Procedentes de un norte gótico, los hijos pálidos
de una cultura culpable de patatas,
cerveza-o-whisky, imitamos a nuestros padres y venimos
al sur a este otro lugar tostado por el sol
repleto de viñedos, de barroco, de la bella figura,
a estos femeninos municipios donde los hombres
son hombres, y hermanos inexpertos en el despiadado
combate verbal tal y como se enseña
en las rectorías protestantes en las tardes lluviosas
de domingo; no como desaliñados
bárbaros en busca de oro, o como especuladores
locos por los Antiguos Maestros, aunque sí para saquearlos
pese a todo: algunos con la creencia de que el amore
es mejor en el sur y mucho más barato
(lo que es dudoso), convencidos otros de que la exposición
a la intensa luz del sol es letal para los gérmenes
(lo que es patentemente falso) y otros, como yo,
en plena madurez esperando discernir
lo que seremos a partir de lo que no somos, una cuestión
que el sur jamás parece plantear. Quizás
una lengua en la que Néstor y Apemanto,
Don Ottavio y Don Giovanni producen
sonidos igualmente hermosos no esté preparada
para formularla, o sea tal vez con este calor
un disparate: el mito de un camino abierto
que sale de la puerta del huerto y tienta
sucesivamente a tres hermanos a cruzar las colinas
para irse muy lejos es una invención
de un clima en el que pasear es un placer
y de un paisaje menos poblado
que este. Aun así, nos resulta muy extraño
no ver jamás a un hijo único absorto
en algún juego que se haya inventado, a un par
de amigos bromeando en una jerga secreta,
o a un tipo solitario de paseo que no sea
presa del deseo, igual que nos deja perplejos
que llamen a los gatos Gato y a los perros
Lupo, Nerón o Bobby. Su cocina nos deja
en evidencia: no podemos más que envidiar a un pueblo
de naturaleza tan frugal que no les supone
esfuerzo alguno no engullir ni cebarse. Pero (si es que
he aprendido a leer bien sus rostros tras diez años)
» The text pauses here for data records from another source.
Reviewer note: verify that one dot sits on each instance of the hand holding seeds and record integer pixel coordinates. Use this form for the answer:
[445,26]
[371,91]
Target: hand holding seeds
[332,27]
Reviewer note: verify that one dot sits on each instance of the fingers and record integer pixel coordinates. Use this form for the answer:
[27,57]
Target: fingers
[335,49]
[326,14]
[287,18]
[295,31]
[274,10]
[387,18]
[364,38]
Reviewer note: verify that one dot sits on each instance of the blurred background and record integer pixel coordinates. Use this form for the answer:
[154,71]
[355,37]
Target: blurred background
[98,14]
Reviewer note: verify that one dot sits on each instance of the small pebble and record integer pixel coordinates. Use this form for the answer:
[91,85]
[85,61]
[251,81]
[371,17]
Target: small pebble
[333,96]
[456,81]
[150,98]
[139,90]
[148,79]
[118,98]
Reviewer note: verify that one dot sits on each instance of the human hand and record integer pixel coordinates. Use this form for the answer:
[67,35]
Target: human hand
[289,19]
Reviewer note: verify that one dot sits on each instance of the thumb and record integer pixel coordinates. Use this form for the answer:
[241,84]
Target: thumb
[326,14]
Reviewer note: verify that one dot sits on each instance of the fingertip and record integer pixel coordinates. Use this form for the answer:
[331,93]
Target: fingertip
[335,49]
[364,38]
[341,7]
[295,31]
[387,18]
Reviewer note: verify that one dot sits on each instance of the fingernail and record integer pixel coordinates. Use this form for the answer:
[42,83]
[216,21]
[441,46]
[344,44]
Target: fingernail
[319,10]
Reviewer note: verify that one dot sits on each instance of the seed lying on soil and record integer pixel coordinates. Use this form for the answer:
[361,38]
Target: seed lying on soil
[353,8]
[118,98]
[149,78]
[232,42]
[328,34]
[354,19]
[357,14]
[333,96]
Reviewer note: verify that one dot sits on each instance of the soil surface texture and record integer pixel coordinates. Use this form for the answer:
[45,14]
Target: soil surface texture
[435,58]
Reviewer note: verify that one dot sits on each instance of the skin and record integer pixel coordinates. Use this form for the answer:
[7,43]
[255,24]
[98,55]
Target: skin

carecen de esperanza. Los griegos solían llamar al sol
«Aquel que nos golpea desde lejos», y aquí, donde
la sombras tienen bordes afilados y el mar es azul a diario,
me doy cuenta de lo que querían decir: su intolerable
ojo que nunca parpadea se ríe burlándose de toda noción
de cambio o de huida, y un callado
volcán apagado, sin un riachuelo o un pájaro,
se hace eco de esa risa. Esta podría ser una razón
de por qué le quitan el silenciador a las Vespas,
ponen las radios a todo volumen,
y cualquier santito se merece unos cohetes, el ruido
como un contra hechizo, una forma de abuchear
a las Tres Hermanas —«¡Seremos mortales,
pero aquí seguimos!»—, que les hace anhelar
la proximidad; en calles atestadas
de carne humana, sus almas se sienten inmunes
a toda amenaza metafísica. Nos escandalizamos,
pero necesitamos el escándalo: aceptar el espacio,
reconocer que las superficies no necesitan ser superficiales
ni los gestos vulgares, no es algo que realmente
se pueda enseñar cerca del ruido del agua
o a la vista de una nube. Como discípulos
no somos malos, pero sí inútiles como tutores: Goethe,
tamborileando el ritmo de los hexámetros homéricos
sobre el omóplato de una joven romana, es
(ojalá fuera otra persona) el símbolo
de nuestra impronta: sin duda la trataba bien,
pero uno fijaría el límite en no llamar
a la Helena engendrada en esa ocasión,
reina de su segundo Walpurgisnacht,
su bebé: entre aquellos que entienden la vida
como un Bildungsroman y aquellos para los que
significa ser visibles, se abre una brecha
que los abrazos no pueden salvar. Si tratamos
de «ir al sur», nos echamos a perder enseguida, nos
volvemos fofos, sórdidamente lascivos, y
nos olvidamos de pagar las facturas: que nadie los oyera
renunciar a la bebida o dedicarse al yoga
es una idea reconfortante —en ese caso, a pesar
de todo el botín espiritual que nos zampamos,
no les perjudicamos— y nos da derecho, creo,
a un pequeño gritito a piacere,
no dos. Debo irme, pero me voy agradecido (incluso
a un cierto Monte) e invocando
mis sagrados nombres meridianos: Vico, Verga,
Pirandello, Bernini, Bellini,
para bendecir esta región, sus vendimias, y a quienes
lo llaman hogar: aunque uno no siempre es capaz
de recordar exactamente por qué ha sido feliz,
es imposible olvidar que uno lo fue.